Penso então que nosso renitente sentimento de insatisfação com os governos, bem como a sensação de que não somos representados por nossos governantes, deriva de nossa expectativa por esse estágio final que nunca chega, e que se afasta de nós à medida em que nos aproximamos dele, tal como a miragem do viajante do deserto. No afã de atingir o sonhado governo sudra, chegamos até a colocar um operário no poder. Nem assim adiantou. Se os sudras não podem atingir o poder, então quem poderia? Existe uma casta ainda abaixo dos sudras?

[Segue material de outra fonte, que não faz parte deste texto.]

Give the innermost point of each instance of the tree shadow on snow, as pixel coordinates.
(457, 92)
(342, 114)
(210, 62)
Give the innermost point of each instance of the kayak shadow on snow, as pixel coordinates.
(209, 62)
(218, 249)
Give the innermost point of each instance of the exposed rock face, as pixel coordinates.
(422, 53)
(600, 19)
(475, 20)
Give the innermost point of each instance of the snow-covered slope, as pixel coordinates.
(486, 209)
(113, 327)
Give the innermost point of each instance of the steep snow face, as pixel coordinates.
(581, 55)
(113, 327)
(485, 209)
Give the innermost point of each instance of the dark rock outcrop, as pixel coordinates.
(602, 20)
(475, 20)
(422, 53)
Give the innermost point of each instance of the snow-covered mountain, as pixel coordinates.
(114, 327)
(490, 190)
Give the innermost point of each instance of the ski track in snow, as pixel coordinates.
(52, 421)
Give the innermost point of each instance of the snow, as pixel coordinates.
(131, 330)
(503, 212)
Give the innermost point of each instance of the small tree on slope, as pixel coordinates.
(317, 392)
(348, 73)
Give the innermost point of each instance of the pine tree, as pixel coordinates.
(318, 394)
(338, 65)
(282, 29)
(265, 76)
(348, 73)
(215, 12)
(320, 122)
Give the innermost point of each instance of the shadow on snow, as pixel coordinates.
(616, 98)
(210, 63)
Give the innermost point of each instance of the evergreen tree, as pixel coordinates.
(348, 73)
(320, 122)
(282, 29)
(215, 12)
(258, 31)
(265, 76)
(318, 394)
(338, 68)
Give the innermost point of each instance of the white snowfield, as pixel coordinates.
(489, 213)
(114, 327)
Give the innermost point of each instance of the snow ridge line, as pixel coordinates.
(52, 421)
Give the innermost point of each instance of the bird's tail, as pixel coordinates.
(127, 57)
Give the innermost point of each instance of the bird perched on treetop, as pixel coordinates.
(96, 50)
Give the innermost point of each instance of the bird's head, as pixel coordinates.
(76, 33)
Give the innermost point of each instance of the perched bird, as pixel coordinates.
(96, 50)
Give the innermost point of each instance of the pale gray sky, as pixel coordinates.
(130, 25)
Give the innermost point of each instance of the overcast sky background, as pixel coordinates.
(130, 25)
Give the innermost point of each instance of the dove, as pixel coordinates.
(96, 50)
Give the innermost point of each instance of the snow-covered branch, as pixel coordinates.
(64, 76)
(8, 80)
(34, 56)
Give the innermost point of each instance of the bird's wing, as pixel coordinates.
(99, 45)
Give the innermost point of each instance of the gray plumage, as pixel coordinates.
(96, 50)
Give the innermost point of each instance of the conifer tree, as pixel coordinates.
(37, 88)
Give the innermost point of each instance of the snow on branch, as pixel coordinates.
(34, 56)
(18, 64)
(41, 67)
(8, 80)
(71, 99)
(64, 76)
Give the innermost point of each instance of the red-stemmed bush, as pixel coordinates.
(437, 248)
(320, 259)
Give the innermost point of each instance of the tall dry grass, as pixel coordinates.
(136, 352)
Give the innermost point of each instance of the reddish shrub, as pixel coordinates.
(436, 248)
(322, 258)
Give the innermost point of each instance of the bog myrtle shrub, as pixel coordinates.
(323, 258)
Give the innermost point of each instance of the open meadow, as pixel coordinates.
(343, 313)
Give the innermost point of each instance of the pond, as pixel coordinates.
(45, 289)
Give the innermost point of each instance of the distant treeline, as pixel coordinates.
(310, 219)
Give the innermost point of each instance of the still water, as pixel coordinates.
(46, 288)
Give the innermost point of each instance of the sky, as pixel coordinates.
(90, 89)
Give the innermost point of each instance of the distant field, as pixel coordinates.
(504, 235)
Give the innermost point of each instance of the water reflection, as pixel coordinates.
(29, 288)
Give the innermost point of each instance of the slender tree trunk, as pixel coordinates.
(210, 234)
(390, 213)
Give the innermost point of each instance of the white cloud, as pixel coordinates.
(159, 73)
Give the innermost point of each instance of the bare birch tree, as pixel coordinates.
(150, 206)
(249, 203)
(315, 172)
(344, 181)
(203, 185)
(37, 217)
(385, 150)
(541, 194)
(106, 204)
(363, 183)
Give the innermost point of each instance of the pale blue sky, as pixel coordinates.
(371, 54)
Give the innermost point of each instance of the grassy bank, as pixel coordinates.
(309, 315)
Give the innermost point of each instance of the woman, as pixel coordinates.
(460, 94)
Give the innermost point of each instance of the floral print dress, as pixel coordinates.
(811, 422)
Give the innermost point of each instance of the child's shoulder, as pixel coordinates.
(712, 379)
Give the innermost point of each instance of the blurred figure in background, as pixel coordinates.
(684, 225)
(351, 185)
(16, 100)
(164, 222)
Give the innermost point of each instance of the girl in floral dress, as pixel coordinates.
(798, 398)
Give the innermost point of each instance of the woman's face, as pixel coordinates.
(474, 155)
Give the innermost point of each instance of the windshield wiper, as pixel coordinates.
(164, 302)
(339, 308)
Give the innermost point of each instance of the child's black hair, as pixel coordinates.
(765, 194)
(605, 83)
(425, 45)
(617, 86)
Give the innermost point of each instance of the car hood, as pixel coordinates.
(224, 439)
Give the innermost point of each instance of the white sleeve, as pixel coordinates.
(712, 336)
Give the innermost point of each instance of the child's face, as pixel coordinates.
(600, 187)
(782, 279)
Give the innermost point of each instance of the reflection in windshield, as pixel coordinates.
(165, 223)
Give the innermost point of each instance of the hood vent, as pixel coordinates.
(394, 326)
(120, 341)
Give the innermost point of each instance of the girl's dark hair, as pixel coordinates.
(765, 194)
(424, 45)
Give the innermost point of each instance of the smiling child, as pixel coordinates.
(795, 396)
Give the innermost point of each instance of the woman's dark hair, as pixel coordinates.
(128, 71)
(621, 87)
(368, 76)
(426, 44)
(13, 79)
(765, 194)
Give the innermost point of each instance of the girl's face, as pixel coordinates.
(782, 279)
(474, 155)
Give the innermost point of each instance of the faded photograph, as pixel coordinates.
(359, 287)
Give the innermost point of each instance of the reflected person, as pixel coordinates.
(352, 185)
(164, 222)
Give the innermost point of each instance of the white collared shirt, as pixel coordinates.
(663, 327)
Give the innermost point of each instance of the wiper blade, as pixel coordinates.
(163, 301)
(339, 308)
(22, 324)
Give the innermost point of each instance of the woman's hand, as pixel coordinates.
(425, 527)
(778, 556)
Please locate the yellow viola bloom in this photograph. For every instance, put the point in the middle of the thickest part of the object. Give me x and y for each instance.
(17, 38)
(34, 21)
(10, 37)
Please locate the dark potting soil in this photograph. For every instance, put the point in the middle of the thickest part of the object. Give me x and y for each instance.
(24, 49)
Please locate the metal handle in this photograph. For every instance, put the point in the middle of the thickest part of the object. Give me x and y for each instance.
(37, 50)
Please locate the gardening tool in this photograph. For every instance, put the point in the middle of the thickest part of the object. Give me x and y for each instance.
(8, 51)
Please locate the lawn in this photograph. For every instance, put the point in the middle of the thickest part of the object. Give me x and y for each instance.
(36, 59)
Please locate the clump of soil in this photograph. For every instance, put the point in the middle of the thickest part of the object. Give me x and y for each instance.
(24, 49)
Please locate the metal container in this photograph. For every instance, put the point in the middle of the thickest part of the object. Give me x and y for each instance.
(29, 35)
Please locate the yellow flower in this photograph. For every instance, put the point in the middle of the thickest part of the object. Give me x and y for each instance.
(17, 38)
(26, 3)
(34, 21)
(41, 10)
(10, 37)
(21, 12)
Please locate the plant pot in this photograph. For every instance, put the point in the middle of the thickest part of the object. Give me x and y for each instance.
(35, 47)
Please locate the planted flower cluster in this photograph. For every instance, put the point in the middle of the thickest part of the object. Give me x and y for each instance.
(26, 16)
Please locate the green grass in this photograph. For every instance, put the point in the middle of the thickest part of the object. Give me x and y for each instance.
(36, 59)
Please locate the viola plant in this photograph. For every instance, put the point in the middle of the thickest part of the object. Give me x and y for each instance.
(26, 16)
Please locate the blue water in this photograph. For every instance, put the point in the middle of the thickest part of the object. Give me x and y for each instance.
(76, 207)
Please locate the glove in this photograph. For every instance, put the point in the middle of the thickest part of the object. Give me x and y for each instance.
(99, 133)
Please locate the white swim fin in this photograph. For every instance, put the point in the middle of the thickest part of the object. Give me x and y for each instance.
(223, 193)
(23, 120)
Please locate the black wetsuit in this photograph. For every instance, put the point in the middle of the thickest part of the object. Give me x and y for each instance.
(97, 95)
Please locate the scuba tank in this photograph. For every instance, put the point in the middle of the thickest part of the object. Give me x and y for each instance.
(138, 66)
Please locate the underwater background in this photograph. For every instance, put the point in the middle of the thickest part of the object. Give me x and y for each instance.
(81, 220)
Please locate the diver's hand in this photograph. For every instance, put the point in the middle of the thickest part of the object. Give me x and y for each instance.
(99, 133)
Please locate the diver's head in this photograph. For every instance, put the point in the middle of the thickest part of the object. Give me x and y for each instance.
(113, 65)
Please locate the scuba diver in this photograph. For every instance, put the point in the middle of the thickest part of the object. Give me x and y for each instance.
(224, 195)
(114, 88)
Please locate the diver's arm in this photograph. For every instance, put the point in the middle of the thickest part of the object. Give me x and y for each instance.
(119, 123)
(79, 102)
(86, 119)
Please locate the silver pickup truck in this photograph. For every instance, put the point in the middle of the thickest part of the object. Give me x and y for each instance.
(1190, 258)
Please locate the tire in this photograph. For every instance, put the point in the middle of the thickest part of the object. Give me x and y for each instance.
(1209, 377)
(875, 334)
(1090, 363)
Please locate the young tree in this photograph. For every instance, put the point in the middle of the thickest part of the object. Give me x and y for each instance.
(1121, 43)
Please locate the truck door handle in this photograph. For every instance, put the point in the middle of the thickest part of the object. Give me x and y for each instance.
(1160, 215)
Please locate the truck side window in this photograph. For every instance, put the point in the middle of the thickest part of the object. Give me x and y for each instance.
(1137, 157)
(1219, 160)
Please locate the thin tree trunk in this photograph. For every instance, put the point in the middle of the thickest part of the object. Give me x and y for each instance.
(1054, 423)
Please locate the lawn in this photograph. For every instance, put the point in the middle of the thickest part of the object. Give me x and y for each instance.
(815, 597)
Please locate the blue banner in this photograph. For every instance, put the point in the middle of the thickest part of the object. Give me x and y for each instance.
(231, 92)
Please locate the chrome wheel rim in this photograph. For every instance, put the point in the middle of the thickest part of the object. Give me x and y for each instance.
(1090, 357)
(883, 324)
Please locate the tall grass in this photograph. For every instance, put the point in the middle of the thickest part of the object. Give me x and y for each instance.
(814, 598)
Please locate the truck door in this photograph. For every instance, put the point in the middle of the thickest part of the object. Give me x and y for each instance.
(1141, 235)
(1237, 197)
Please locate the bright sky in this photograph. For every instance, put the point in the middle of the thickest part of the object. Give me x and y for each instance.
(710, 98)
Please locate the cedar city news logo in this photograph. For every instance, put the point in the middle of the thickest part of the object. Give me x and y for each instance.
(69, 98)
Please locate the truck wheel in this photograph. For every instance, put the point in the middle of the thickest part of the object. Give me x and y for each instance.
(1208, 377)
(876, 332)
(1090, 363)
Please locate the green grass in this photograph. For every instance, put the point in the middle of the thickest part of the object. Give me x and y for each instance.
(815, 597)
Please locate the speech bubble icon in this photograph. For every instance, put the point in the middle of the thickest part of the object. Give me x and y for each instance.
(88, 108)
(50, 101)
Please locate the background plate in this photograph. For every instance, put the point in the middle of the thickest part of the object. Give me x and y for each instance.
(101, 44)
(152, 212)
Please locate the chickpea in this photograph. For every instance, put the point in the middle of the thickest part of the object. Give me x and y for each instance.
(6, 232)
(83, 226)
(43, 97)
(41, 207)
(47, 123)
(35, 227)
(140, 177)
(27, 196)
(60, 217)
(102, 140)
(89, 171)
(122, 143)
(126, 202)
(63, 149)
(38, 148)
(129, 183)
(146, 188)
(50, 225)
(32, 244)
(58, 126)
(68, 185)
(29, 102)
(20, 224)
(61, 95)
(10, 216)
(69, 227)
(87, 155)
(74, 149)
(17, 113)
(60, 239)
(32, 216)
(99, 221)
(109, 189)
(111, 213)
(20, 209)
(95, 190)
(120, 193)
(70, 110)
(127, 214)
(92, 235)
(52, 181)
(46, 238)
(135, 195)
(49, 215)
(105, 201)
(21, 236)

Bem, a doutrina hindu fala dos párias, termo que, no ocidente, o senso comum identifica como os mais pobres da sociedade, mais pobres até que os sudras. Haveria a possibilidade de um governo pária? Antes de responder a essa pergunta, é preciso esclarecer um ponto: ao contrário do que afirma o senso comum, na doutrina hindu os párias não constituem exatamente uma casta. São, isso sim, uma escória formada por indivíduos que, por não haverem cumprido seus deveres, perderam as prerrogativas de suas castas de origem. Correspondem, portanto, àquilo que hoje chamamos os marginais. É possível haver um governo de marginais? Infelizmente, sim. As favelas estão aí para provar. O governo pária, se atingido, seria de fato o estágio terminal da governança, só que não representaria a coroação do modelo, mas sua exaustão, degeneração e fim. Tenho razões para crer que estamos perigosamente próximos de uma transição assim. O aumento da corrupção, a degradação do ensino e dos costumes, a indiferença da autoridade pública ante o explosivo aumento da criminalidade, o poder dos bandidos e seus laços com ONG's e partidos políticos, o culto à malandragem e à bandidagem da parte de nossos cineastas e demais produtores culturais, tudo isso pode ser visto como sinal da decadência que prenuncia a ascensão do governo pária. Quem viver, verá.

Conseguiremos evitá-lo? Não sei. Mas a única maneira de resistir à tentação de um salto para o abismo é ter sempre em mente uma verdadezinha chata e assustadora: não existe governo de trabalhadores. Mas existe governo de bandidos.